Nigeria’s Natural Gas reserves has been on the incline from 2013 and is projected to continue to grow at a conservative rate of about 1.0%, the country’s Department of Petroleum Resources (DPR) has reported.
In 2018, gas development picked up to six (6) Non-Associated Gas (NAG) development plans from two (2) NAG development plans in 2017, the agency states in the most current annual report of the industry, released January 2020.
The growth, it argues, is attributable to growing commitments to gas projects.
The Domestic Supply Obligation (DSO) performance was about 48.0%. The national gas capacity performance for 2018 was about 80.0% with an average 1.3Billion standard cubic feet of gas per day (Bscf/d) gas delivery to the domestic market.
Overall, gas utilization in the country for 2018 shows the export market accounting for 41%, field/plant use accounts for 32%, domestic market is about 13.6% and flared gas is 11%.
DPR says in the report that “the zero routine gas flaring target in 2020 is vigorously being pursued by the Department. The impact of regulatory instruments such as Flare Gas (Prevention of Waste and Pollution) Regulations 2018 would undoubtedly facilitate the attainment of the zero-flare elimination target and improve gas utilization in the coming years”.
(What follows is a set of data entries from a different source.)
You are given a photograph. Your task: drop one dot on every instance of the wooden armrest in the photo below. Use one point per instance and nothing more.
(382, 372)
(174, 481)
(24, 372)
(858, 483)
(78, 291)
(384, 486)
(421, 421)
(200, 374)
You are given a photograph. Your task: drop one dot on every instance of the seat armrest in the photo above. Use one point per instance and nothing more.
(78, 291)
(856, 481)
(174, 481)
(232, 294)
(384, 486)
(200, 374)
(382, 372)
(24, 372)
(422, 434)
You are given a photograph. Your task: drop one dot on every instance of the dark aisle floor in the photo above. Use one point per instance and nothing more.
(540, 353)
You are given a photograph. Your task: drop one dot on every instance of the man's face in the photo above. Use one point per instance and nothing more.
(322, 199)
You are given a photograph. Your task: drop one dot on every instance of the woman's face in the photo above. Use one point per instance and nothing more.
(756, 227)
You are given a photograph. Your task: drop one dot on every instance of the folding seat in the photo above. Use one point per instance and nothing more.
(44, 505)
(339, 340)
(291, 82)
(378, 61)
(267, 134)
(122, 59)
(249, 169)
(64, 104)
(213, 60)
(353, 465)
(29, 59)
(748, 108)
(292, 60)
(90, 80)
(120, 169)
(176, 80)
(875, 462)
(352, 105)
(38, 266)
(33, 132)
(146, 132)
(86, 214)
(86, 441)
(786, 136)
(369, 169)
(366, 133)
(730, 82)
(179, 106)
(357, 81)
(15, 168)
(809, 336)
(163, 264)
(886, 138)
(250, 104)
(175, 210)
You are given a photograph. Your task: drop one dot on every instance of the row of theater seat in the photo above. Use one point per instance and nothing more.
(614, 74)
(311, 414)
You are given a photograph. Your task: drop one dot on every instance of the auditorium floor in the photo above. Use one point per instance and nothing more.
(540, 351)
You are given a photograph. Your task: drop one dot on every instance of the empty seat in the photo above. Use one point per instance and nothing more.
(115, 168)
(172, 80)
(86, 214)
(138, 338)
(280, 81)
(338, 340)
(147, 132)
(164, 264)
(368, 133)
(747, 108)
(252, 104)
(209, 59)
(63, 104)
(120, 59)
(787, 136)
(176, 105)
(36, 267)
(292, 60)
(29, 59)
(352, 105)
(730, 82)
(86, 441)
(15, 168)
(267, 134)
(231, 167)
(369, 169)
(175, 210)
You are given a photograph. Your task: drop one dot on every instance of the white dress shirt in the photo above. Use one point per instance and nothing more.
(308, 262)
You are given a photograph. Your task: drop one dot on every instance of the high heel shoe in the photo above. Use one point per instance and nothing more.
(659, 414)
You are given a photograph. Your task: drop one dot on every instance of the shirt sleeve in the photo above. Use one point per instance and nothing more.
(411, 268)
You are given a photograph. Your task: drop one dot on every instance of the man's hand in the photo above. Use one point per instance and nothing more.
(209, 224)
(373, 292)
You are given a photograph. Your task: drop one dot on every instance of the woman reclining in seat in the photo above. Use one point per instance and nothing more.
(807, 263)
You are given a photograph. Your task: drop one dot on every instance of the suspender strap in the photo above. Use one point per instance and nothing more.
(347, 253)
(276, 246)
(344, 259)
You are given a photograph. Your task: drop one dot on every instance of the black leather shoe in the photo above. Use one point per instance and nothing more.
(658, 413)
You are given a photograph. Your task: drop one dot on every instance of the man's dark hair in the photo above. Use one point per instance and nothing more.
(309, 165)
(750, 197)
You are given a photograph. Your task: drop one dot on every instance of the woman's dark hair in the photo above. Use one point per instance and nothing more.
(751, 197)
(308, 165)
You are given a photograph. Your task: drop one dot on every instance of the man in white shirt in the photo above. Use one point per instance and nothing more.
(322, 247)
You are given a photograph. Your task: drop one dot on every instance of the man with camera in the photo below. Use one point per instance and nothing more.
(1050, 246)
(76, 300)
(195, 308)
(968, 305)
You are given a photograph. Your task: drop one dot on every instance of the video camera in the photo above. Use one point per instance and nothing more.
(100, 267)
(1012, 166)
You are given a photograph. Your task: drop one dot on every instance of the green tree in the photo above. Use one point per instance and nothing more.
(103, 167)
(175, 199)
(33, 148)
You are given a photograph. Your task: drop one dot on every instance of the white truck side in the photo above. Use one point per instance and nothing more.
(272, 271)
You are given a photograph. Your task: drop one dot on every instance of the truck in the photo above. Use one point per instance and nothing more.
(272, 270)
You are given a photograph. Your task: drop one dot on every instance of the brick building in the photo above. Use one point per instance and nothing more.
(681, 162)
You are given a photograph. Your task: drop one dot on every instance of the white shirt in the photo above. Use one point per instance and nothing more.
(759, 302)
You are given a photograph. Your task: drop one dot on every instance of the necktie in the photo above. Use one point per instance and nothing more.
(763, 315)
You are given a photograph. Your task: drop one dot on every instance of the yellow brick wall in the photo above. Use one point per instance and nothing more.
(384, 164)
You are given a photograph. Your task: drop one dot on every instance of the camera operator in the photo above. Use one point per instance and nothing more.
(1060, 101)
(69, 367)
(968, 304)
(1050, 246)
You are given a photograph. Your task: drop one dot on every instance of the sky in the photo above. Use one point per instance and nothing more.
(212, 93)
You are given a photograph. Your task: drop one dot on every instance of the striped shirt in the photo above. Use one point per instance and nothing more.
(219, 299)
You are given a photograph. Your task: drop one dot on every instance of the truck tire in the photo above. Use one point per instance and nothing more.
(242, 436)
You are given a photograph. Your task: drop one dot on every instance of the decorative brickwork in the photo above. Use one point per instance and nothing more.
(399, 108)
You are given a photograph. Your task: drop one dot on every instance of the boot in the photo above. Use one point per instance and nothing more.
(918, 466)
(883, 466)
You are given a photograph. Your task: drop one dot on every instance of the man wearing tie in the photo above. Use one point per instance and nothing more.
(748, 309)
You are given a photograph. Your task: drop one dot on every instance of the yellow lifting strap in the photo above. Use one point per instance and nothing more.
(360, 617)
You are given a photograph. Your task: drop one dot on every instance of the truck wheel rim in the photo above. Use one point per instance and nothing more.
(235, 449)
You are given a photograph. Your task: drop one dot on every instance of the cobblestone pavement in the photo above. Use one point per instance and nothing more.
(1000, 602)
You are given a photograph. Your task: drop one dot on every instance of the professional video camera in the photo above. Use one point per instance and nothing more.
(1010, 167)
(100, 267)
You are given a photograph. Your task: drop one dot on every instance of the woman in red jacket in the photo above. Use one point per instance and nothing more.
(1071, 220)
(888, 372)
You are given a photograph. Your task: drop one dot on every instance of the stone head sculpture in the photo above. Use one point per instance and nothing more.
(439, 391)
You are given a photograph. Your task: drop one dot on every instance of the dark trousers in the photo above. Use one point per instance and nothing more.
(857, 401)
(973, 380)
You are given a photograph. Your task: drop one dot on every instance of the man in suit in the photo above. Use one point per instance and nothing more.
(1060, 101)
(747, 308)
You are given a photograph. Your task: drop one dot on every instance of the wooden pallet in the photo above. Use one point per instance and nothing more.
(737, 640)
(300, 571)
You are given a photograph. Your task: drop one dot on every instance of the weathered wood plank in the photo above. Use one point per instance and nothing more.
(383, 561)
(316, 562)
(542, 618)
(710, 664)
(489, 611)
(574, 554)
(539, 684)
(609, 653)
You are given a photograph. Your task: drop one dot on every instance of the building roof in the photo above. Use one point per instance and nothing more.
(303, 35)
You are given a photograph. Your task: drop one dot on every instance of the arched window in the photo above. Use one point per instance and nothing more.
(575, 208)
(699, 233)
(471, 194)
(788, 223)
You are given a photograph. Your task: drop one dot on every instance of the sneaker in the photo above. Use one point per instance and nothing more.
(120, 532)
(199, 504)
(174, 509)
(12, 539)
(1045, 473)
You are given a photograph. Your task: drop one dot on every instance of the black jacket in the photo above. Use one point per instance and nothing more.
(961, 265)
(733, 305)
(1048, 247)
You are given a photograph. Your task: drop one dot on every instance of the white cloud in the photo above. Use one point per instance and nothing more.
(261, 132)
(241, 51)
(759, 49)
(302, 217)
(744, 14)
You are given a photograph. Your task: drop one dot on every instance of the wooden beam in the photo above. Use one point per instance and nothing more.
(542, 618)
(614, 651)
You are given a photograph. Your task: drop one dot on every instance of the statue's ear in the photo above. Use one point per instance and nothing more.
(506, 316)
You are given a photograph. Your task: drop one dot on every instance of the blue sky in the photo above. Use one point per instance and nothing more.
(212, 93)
The Department continues to drive the on-going implementation of the Nigerian Gas Transportation Network Code (NGTNC), it explains. “The review of the Network Code licensing framework and development of all its ancillary agreements have been firmed”, the report says. The formal, special launch of the NGTNC is scheduled for Monday, February 10, 2020, on the opening day of the Nigerian International Petroleum Summit.